La vergüenza será total, eso está más que claro, aún así, aún estando escrito, los cristianos no asumen que el tiempo que estamos viviendo, es un tiempo en donde la vida espiritual está en peligro, para que ocurriera lo opuesto, primeramente tendrían que pensar y reflexionar en la importancia de lo que Jesús nos trajo, luego, en el valor de nuestra salvación, y finalmente, ¿qué podemos hacer para que muchos conozcan al Señor y Salvador de nuestras almas? Pero para eso hay que tener mucho más que amor por Cristo y las almas que se pierden, mucho más que un sentimiento por aquellos que no están en Cristo hoy día, y en tal condición, no veo cómo podría el cristianismo de hoy, salir de su letardo y ofrecer al mundo una salida, de verdad que no, porque desde hace mucho tiempo el cristianismo dejó de salvar almas para convertirse en un negocio, en una bolsa de comercio en donde la mayor y más evidente demostración de que uno es hijo de Dios, es la bendición material. Así, las verdades más importantes del Evangelio de Cristo, se diluyen en la conciencia de aquellos que, teniendo Llamamientos poderosos para servir a Dios, prefieren la comodidad que les brinda el estar sumergido en realidades espirituales basadas en el hedonismo y en el bien estar económico.

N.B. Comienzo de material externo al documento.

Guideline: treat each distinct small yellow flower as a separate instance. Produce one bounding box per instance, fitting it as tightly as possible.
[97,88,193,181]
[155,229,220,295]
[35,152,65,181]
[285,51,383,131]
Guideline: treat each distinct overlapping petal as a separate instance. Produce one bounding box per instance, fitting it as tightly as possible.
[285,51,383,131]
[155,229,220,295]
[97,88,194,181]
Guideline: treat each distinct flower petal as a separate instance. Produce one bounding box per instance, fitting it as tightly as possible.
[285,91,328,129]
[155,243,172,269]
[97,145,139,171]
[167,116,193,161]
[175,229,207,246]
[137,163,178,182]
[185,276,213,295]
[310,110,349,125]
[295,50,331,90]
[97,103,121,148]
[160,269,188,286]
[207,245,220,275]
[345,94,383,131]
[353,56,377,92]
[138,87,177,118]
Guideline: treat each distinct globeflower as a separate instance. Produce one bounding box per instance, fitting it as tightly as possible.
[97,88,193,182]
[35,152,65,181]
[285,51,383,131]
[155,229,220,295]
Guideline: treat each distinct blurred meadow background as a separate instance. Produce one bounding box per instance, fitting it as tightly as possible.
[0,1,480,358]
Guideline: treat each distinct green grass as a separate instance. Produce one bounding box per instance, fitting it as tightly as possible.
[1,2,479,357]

Cristo no está siendo predicado en toda su verdadera dimensión, eso es elocuente, uno se queda con la idea de que todo podría ser diferente, pero no existe en la realidad actual, hombres de Dios decididos a tomar la demanda de Dios como un deber irrenunciable, es más, los adoradores profesionales, simplemente han llenado el corazón del cristianismo actual con una forma de pensar que no necesita la autocrítica, por lo tanto, el cristianismo se llena de adoradores y nunca se inyecta en el alma la necesidad de abordar el cristianismo como una demanda a ir en pos de los que no tienen a Cristo. Esta práctica que al parecer llegó para quedarse, simplemente me parece absurda, totalmente ijusta, sobretodo para aquellos que sí están dispuestos, con toda su alma, a servir a Dios, cual sea el tiempo, cual sea el problema que debamos enfrentar, el caso es que el tiempo corre, violentamente, provocando muertes, en todos los lugares del mundo, desdicha, por millones, soledad, suicidios, drogadicción, asesinatos, de modo que el aspecto perentorio del Evangelio de Cristo, ningún hombre pueda silenciarlo ni oscurecerlo.

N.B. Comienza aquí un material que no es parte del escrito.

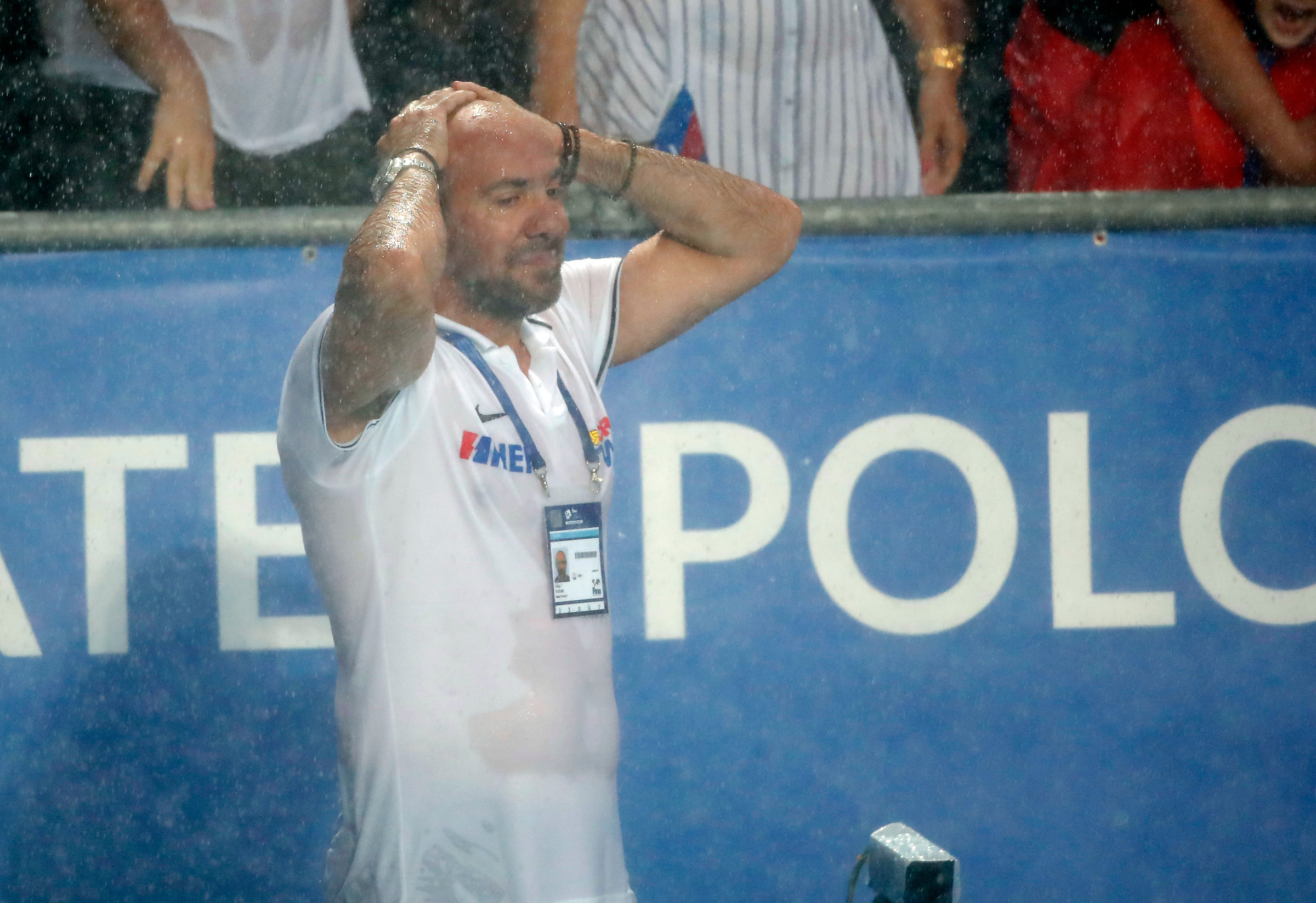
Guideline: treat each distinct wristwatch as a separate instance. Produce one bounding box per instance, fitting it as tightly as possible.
[370,148,438,204]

La Venida del Señor es un hecho que discurre en todo el contenido de La Palabra de Dios, cosa que su sola lectura pueda ocasionar fe en la vida de los que creen en esta esperanza, largos pasajes de La Biblia anuncian que Cristo ha de retornar a este mundo, por segunda vez, los que aguardamos el cumplimiento de esta bella profecía, añoramos con el alma su regreso, mientras tanto, no vamos a claudicar porque dentro de la realidad de La Iglesia actual, Ministros incluso, no comprenden el valor de nuestros Ministerios o Llamamientos, hacerlo podría ser fácilmente llamado de deserción o cobardía, y yo, en tan situación, no voy a permitir que por la arrogancia de unos pocos, El Evangelio que me fue predicado, sea arrojado a la basura, por ningún motivo, lo he dicho muchas veces en este trabajo, no soy de los que retroceden, ni tampoco estoy en Cristo para condescender, con nadie, yo no soy quien para impedir que La Verdad del Evangelio de La Cruz, en este tiempo, bajo las circunstancias que todos hoy días estamos viviendo, emerja desde el corazón del cristianismo como la única y verdadera salida para una humanidad que a diario se precipita hacia el abismo.